Daphne Caruana Galizia Sunday, 23 November 2014, 11:00 Last update: about 11 years ago

This really has not been the government's finest hour, and once more, the Police and Army Minister is the culprit. Once more, too, he defies public opinion and common decency and thwarts any attempt at persuading him to step down and return to his professional practice of defending murderers, drug-traffickers and the like. The word is that the prime minister wants to make him go, but can't. It is not he - the primus inter pares - who is in control of the situation. It is his Minister of the Interior. Except that the Minister of the Interior doesn't seem to be in control of anything except his own grip on power and the police force.

 

Never has there been such widespread consensus on the need for a cabinet minister to step down. Never, that is, since the 1980s, when resignation wasn't even a word that we knew how to spell. Calls for resignation generally divide the public passionately with arguments for and against, people saying wholeheartedly that he must go or that he must not go. But not in this case - a few apologists, among them the chairman for the Malta Council for Science and Technology (which says it all, really) have made a half-hearted attempt at saying that Manuel Mallia should not be made to carry the can for his chauffeur's behaviour. But even those who tend to be rationally-challenged at the best of times have been able to work this one out: of course Manuel Mallia is responsible for his chauffeur's behaviour. He picked him, and more pertinently, he armed him with a gun.
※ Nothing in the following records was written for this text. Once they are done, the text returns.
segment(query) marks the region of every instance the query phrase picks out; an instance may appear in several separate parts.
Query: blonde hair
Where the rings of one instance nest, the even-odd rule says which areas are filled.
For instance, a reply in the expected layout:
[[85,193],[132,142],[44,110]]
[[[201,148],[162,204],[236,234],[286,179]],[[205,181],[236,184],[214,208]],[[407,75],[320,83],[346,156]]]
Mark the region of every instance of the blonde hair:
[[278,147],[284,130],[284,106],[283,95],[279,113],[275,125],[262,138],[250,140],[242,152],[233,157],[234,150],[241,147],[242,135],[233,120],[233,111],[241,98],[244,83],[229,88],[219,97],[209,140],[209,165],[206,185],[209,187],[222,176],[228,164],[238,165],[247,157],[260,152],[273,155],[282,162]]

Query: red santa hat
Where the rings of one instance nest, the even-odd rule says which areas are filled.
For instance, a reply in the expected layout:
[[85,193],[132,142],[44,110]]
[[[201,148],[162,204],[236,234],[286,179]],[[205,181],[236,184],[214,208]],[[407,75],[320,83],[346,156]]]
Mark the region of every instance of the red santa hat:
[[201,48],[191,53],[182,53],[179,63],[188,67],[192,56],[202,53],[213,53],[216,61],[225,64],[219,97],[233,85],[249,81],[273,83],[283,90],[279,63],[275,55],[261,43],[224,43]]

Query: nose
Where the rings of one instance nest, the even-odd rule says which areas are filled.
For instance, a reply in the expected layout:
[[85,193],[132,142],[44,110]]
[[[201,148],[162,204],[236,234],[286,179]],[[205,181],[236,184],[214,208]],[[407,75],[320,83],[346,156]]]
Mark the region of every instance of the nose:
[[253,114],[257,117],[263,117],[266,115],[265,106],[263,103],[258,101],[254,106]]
Despite his giant fibs to the contrary at his press conference on the matter, his predecessors in the role of Interior Minister were not driven around town by a man carrying a gun. They said as much to the newspaper which took the trouble to ask them. So if Manuel Mallia's chauffeur routinely carries a gun, it is at his boss's specific request. And he wouldn't have had much trouble sorting it out with the police, either, because he has made it quite clear that Police Commissioners are made and survive at his leisure and pleasure.

Manuel Mallia picked his driver, and he demanded that his driver be armed with a gun at all times. He did not have a gun-toting driver foisted on him by somebody else's orders - whose? - but this was clearly and obviously his choice. It could not be otherwise. The gunfight in Gzira last Wednesday night was the direct consequence of the Interior Minister's two choices in combination, and for that he must go.

Sitting at lunch outside in the sun yesterday, surrounded by people discussing their shopping and so on, I was interested to hear certain phrases break through the conversation, with the words "Manuel Mallia" and "karozza" and "sparatura" and most tellingly, "Ma nistghux nibqaw sejrin hekk." That seems to be just the general sentiment: that we can't carry on this way. It's just too much. In these last 20 months, the electorate and even the press have allowed the government and its individual members to get away with murder. They have been able to do pretty much as they please. With the previous government, even the most minor thing was a major scandal, but now that we have so many truly major scandals, they have become routine and people absorb them and carry on so as just to survive.

So what is different now? Why have the prime minister and his police and army minister discovered to their perplexity that they haven't been able to get away with this one, with a smirk and a cute remark, as they have been able to get away with everything else? And yes, they are truly perplexed. They really don't know how to handle the situation because it is a first for them. It is this which made the difference: guns and shooting. The minute you draw a gun, you've lost people. Shoot on the streets, and you are finished. No matter what excuse or justification you use, it's over. In older generations, it brings back terrible memories of years of tension that are seared into our subconscious. For younger generation accustomed to the benign peace of the long years in which they grew up, it is a major shock. It shatters the comfort of the only thing they have know so far: peace, and law and order. With those gun shots a few days ago, Paul Sheehan shattered the Labour myth, and while the rest of the government is left reeling, his boss just wonders what all the fuss is about. His long life as a criminal defence lawyer has given him a different perspective on these matters. He's less easily shocked than the rest of us are.